A renowned photojournalist, he began his career in 1931 and purchased his first Leica in 1932. He was one of the first to shoot in the 35 mm format, and was an innovator of the "street photography" which was to influence generations of photographers. During his decades long career he worked all over the world and photographed such luminaries as Matisse, Picasso, Coco Chanel, Truman Capote, and Gandhi. His interest in the visual arts also extended to cinema - he made films with Jean Renoir, Jacques Becker and André Zvoboda and a documentary on Republican Spain (1937). In 1947 Cartier-Bresson co-founded the photographic cooperative Magnum along with fellow photographers Robert Capa, George Rodger, David Seymour and Bill Vandivert.

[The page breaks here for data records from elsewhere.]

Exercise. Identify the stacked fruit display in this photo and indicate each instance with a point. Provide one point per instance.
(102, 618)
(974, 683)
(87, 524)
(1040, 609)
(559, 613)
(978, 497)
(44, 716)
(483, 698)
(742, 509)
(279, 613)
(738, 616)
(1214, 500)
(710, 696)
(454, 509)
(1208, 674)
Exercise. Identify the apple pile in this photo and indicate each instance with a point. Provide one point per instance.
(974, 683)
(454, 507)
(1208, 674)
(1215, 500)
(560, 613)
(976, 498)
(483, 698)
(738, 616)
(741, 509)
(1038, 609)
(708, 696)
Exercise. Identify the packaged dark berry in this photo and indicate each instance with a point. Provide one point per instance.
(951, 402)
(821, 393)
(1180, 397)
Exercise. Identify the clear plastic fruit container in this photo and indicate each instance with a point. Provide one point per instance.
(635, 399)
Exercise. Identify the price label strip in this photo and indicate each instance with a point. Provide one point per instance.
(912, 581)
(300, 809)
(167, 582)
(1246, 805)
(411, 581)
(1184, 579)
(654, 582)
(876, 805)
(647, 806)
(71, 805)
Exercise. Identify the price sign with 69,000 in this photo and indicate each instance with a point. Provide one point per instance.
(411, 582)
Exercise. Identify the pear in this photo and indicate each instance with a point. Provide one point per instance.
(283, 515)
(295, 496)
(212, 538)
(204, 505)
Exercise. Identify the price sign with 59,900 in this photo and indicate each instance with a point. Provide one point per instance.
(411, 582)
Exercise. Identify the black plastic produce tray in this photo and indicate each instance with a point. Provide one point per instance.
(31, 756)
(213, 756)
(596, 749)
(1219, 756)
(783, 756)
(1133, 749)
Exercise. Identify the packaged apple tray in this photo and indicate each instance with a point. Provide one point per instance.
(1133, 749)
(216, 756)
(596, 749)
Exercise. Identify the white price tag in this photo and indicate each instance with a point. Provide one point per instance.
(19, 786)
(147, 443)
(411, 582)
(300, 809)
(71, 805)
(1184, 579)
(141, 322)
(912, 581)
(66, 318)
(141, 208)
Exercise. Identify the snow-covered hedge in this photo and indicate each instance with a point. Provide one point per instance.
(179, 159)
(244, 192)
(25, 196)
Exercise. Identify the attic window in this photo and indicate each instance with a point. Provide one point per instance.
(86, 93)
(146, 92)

Cartier-Bresson retired from photography in 1973 to return to painting, and his first love, drawing. He once said in an interview, "Photography is a sketchbook. Drawing is meditation."

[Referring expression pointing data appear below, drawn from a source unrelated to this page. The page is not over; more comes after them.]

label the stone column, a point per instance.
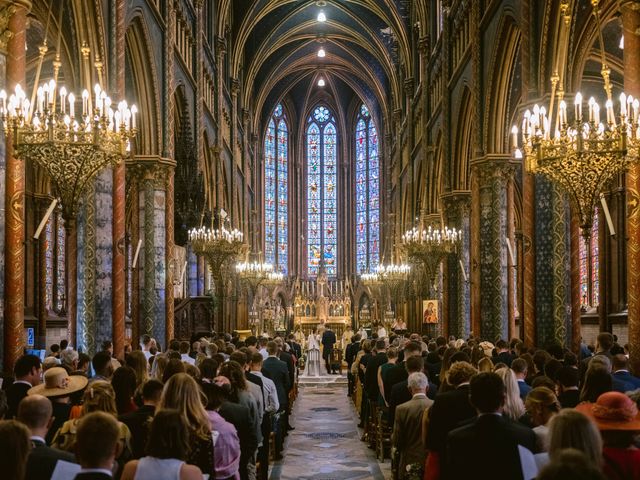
(152, 174)
(118, 179)
(631, 53)
(457, 214)
(14, 18)
(493, 176)
(552, 264)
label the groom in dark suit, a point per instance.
(328, 341)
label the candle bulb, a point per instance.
(578, 106)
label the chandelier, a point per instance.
(216, 245)
(71, 145)
(581, 155)
(430, 246)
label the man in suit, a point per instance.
(520, 367)
(620, 367)
(567, 385)
(140, 420)
(503, 354)
(350, 356)
(28, 373)
(97, 446)
(328, 341)
(35, 412)
(398, 373)
(490, 443)
(407, 429)
(400, 392)
(450, 409)
(276, 370)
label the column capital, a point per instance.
(6, 12)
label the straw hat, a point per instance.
(613, 411)
(58, 383)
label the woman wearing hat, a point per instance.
(618, 420)
(58, 386)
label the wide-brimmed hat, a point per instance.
(613, 411)
(58, 383)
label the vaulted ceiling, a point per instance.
(275, 47)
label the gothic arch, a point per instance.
(499, 105)
(140, 72)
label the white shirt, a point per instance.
(270, 393)
(186, 358)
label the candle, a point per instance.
(510, 250)
(607, 215)
(464, 273)
(45, 219)
(578, 106)
(135, 256)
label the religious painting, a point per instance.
(430, 311)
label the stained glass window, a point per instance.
(322, 197)
(55, 263)
(276, 150)
(367, 193)
(590, 269)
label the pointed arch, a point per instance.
(276, 191)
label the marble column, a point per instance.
(631, 54)
(552, 264)
(152, 176)
(492, 179)
(14, 18)
(118, 180)
(457, 214)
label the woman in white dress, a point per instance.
(314, 366)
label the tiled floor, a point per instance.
(325, 444)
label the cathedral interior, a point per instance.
(325, 140)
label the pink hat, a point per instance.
(613, 411)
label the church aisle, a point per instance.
(325, 444)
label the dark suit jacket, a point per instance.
(60, 414)
(288, 359)
(569, 398)
(138, 423)
(277, 371)
(15, 393)
(371, 375)
(489, 446)
(449, 410)
(238, 416)
(42, 461)
(93, 476)
(630, 382)
(524, 389)
(400, 394)
(394, 375)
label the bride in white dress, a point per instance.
(314, 366)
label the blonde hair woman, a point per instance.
(542, 404)
(513, 406)
(98, 397)
(182, 393)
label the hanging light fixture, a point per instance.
(584, 154)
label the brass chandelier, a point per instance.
(72, 146)
(429, 247)
(584, 154)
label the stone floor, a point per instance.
(325, 444)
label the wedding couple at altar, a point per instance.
(314, 366)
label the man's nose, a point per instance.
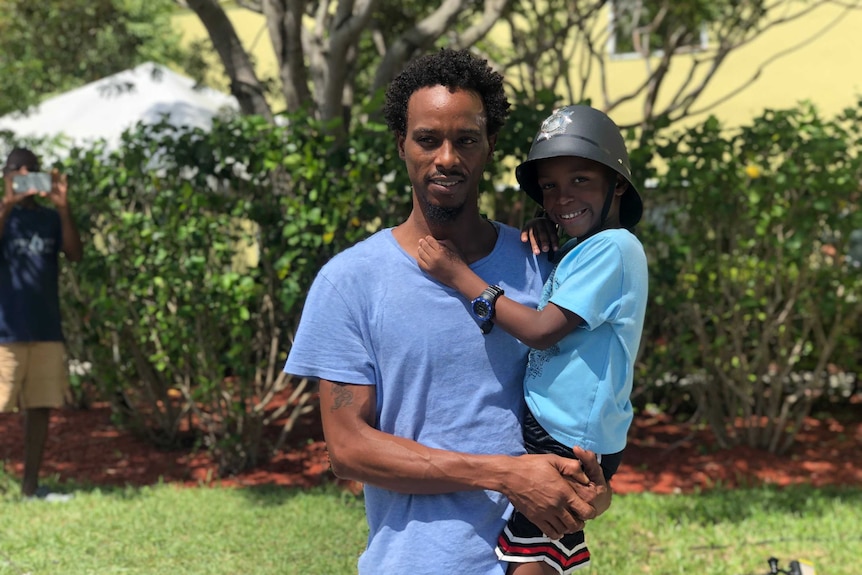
(446, 155)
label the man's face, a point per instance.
(573, 192)
(445, 149)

Henri Cartier-Bresson died on August 3, 2004 in Paris. He left behind a photographic record of the world, mid-20th century. He will probably be best remembered, however, as an artist who had tremendous insight into ordinary people and the extraordinary ability to capture fleeting emotion on their faces. Some of his best photographs, I think, include: girls in Bali preparing to dance; a prisoner thrusting a fist and leg out of his cell door; children peeping over the Berlin Wall - in fact, all his spontaneous pictures of children; old priests awaiting midnight Mass in Italy; the funeral of an old Kabuki actor, a captivating portrait of Henri Matisse; lovers kissing at a Paris cafe; and exquisite landscapes and cityscapes, worldwide.

"Henri Cartier-Bresson: The Man, the Image and the World: A Retrospective" was published in honor of the artist's 95th birthday. An enormous selection of photographs is offered here, more than 600 reproductions, film stills, paintings and drawings on fine heavy art paper, taken over a period of fifty years. These images represent the best of his life's work. Fascinating essays by art and photography critics are included in the volume.

Henri Cartier-Bresson once wrote. "A velvet hand, a hawk's eye - these we should all have." This man was blessed with both the hand and the eye. The photographs reproduced here are the result of that gift.